The controversial levy, designed to raise taxes on low-end homes, received regulatory approval on a one-year trial basis in 2014.
But in order for the levy to proceed in 2015, city council must apply for and receive permission from the Manitoba Municipal Board.
“We’re talking about it right now,” Huntley said last week when asked if a decision has been made to resume the levy. “I think the special levy’s going to exist in this coming year, but we haven’t made a firm decision, so until we do that, I think that’s the best I can tell you right now.”
Disappointed
Huntley’s statement came as a disappointment to Rose Reimer, the owner of a low-end home whose taxes rose nearly 90 per cent to $763 this year.
“I’m opposed to them bringing back the fee,” she said.
Reimer, 63, said she is most concerned by the impact the levy, combined with rising utility bills, will have on seniors and their fixed incomes.
She said she is grateful to still have the income from her job as a cleaner, but she is not sure whether she will be able to afford to keep her home when she retires in the coming years.

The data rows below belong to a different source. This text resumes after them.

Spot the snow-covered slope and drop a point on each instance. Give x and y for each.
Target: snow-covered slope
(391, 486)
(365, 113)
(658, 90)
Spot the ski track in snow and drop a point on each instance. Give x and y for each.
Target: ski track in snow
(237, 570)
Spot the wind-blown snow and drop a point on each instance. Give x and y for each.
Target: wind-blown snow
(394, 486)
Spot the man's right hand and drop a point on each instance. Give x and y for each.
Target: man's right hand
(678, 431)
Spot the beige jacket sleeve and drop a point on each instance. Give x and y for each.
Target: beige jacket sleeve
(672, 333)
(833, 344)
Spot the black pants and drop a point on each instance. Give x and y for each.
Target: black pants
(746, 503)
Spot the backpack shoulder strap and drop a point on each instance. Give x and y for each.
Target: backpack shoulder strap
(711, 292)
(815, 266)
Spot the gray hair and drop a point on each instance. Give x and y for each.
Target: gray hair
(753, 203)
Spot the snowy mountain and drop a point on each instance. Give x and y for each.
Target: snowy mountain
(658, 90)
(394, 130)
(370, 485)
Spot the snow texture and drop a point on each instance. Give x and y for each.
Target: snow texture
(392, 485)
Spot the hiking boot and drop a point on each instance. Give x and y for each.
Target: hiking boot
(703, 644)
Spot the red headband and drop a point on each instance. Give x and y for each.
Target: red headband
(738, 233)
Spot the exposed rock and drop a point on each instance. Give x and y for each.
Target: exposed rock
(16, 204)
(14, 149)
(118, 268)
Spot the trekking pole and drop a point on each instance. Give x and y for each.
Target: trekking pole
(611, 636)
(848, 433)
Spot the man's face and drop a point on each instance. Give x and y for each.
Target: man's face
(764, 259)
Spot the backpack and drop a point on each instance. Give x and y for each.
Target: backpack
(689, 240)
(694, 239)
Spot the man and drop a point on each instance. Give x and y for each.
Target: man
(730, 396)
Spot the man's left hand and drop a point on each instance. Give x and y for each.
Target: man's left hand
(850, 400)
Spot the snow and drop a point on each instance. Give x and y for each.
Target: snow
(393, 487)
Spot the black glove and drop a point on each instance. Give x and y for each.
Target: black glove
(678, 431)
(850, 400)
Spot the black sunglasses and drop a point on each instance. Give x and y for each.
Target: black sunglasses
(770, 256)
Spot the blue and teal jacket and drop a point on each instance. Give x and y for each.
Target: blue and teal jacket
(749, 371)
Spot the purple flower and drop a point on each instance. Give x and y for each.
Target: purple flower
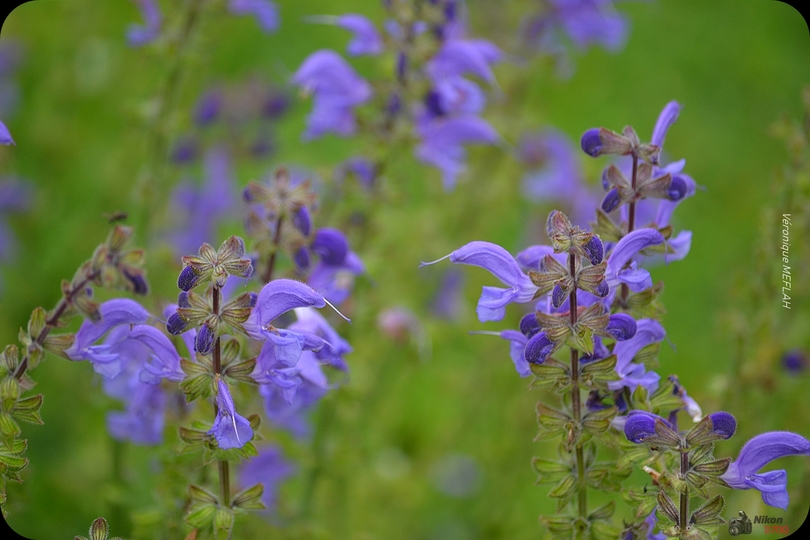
(463, 56)
(5, 135)
(758, 452)
(268, 468)
(139, 35)
(365, 40)
(586, 22)
(265, 11)
(143, 419)
(230, 428)
(442, 140)
(555, 174)
(335, 281)
(637, 279)
(648, 331)
(498, 261)
(199, 208)
(337, 89)
(331, 245)
(311, 322)
(277, 297)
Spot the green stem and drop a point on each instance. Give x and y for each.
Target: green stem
(146, 188)
(576, 402)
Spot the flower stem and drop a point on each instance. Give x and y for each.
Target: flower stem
(222, 465)
(271, 263)
(576, 398)
(631, 223)
(52, 321)
(684, 502)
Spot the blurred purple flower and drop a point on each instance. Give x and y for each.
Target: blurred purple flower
(199, 208)
(268, 468)
(337, 89)
(231, 429)
(139, 35)
(498, 261)
(554, 174)
(586, 22)
(442, 140)
(365, 40)
(265, 11)
(743, 473)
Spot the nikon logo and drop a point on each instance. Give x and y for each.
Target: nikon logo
(767, 520)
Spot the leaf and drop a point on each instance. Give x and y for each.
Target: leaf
(249, 499)
(667, 507)
(709, 513)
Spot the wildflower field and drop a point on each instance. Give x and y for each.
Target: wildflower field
(404, 269)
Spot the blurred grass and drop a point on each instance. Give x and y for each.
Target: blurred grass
(82, 141)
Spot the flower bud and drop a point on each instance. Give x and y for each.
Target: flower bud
(611, 200)
(538, 348)
(639, 426)
(302, 220)
(591, 143)
(723, 424)
(677, 189)
(603, 289)
(595, 250)
(301, 258)
(205, 339)
(330, 245)
(557, 296)
(175, 325)
(621, 326)
(529, 325)
(188, 278)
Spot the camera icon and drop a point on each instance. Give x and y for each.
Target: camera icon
(740, 525)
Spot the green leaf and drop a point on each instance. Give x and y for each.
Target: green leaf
(565, 488)
(709, 513)
(667, 507)
(249, 499)
(99, 529)
(202, 516)
(549, 471)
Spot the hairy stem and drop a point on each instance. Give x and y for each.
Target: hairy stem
(631, 223)
(147, 185)
(222, 465)
(684, 502)
(53, 320)
(576, 398)
(267, 276)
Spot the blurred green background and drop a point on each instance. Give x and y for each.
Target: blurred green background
(386, 440)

Reimer said it would make more sense for the city to phase in tax and utility increases rather than implementing sudden, more dramatic hikes.
“To me it’s harsh” the way costs went up, she said.
Asked last month whether he supported the special levy, Huntley, then a mayoral candidate, said he would like to further examine the fee and its possible extension “because I believe there are some problems with it.”
Huntley added he would prefer a base tax to the levy. The Manitoba government, however, won’t let municipalities charge a base tax.
As a private citizen in 2012 and 2013, Huntley attended three public meetings to discuss the levy.
“My fear is that the seniors in the uptown area and the South Hudson area [are] going to suffer from this,” Huntley told council in April 2013.
At the same meeting, Huntley said the levy would have the effect of upping taxes on low-end homes while decreasing them on high-end homes – “and I think we should all just realize that that’s what we’re doing.”
Months later, at the Manitoba Municipal Board’s hearing on the levy proposal in August 2013, Huntley said he conditionally supported the fee given that it was being implemented for one year.
At the time, Huntley said reviewing the levy’s impact after a year would be vital to determining where and whether it is inflicting “real pain.”
Huntley added he still had concerns about the impact on low-income residents, who would be “very hurt” if the levy was combined with utility rate increases and a possible broad reassessment of properties.
When Huntley made those statements, no one knew for sure what the precise cost would be for low-end homeowners.
According to the city, while low-end homes faced major increases in percentage terms, the highest single dollar amount was $340.
As defenders of the levy have pointed out, a number of high-end homes have regularly faced larger annual increases than that.
This year, for instance, a homeowner in the Willowvale area reported a tax hike of nearly $900 for a total tax bill in the range of $4,300.